🤖 AI Summary
Existing interactive video world models struggle with fine-grained multi-entity control and cross-entity, cross-world generalization due to action interfaces tightly coupled to specific entities or simulation engines. This work proposes a video world model that uses natural language as the action interface, enabling language-conditioned control at every latent frame (0.25 seconds) and achieving, for the first time, simultaneous multi-entity manipulation and concept-level transfer. The approach integrates a pretrained bidirectional video backbone, frame-local text cross-attention, Self-Forcing distillation initialized with ODEs, and RoPE-based decoupled sliding KV caching. Experiments demonstrate an 89% cross-entity transfer accuracy (versus 43% for the baseline), a 90% success rate on out-of-vocabulary prompts (baseline: 0%), and stable inference at 19.7 FPS in 480p resolution with a two-step student model, maintaining consistent FVD over 2-hour rollouts.
📝 Abstract
Modern interactive video world models have achieved impressive visual fidelity, yet lack fine-grained multi-entity control and cross-entity, cross-world generalization. We trace this gap to the action interface: standard control protocols (e.g. animation IDs, device inputs, scene-level captions) bind action semantics to specific entities or engines at design time. We propose natural language as the interface to unlock expressiveness that no prior interface can achieve, and we present Incantation, the first interactive video world model with per-latent-frame (0.25 s) natural-language conditioning that supports simultaneous multi-entity control and concept-level cross-entity transfer beyond any fixed rendering pipeline. We pair a pretrained bidirectional video backbone with frame-local text cross-attention, and enable real-time long-horizon streaming through ODE-initialized Self-Forcing distillation with a RoPE-decoupled sliding KV-cache.
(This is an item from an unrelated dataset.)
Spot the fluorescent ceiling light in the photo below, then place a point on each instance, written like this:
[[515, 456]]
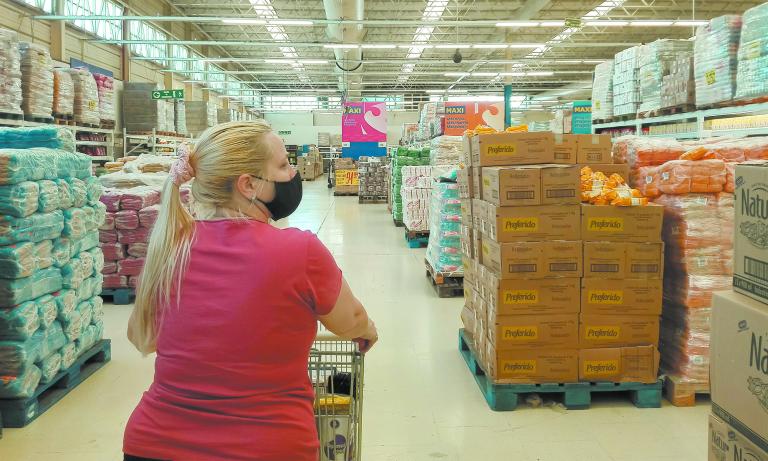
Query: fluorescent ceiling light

We surpass the Action-Index baseline on cross-entity transfer (89% vs. 43%) and out-of-vocabulary prompts (90% vs. 0%), and our 2-step student sustains 19.7 FPS at 480p with stable FVD over 2-hour rollouts. We further apply the same architecture and training recipe to The King of Fighters, changing only the per-entity action vocabulary slots. We have released a preview subset of the Incantation dataset at https://huggingface.co/datasets/zhush/incantation-elden-ring-scenes, containing manually collected Elden Ring player-boss combat clips with structured action-oriented metadata. Larger-scale Elden Ring and KOF data will be released with the full project.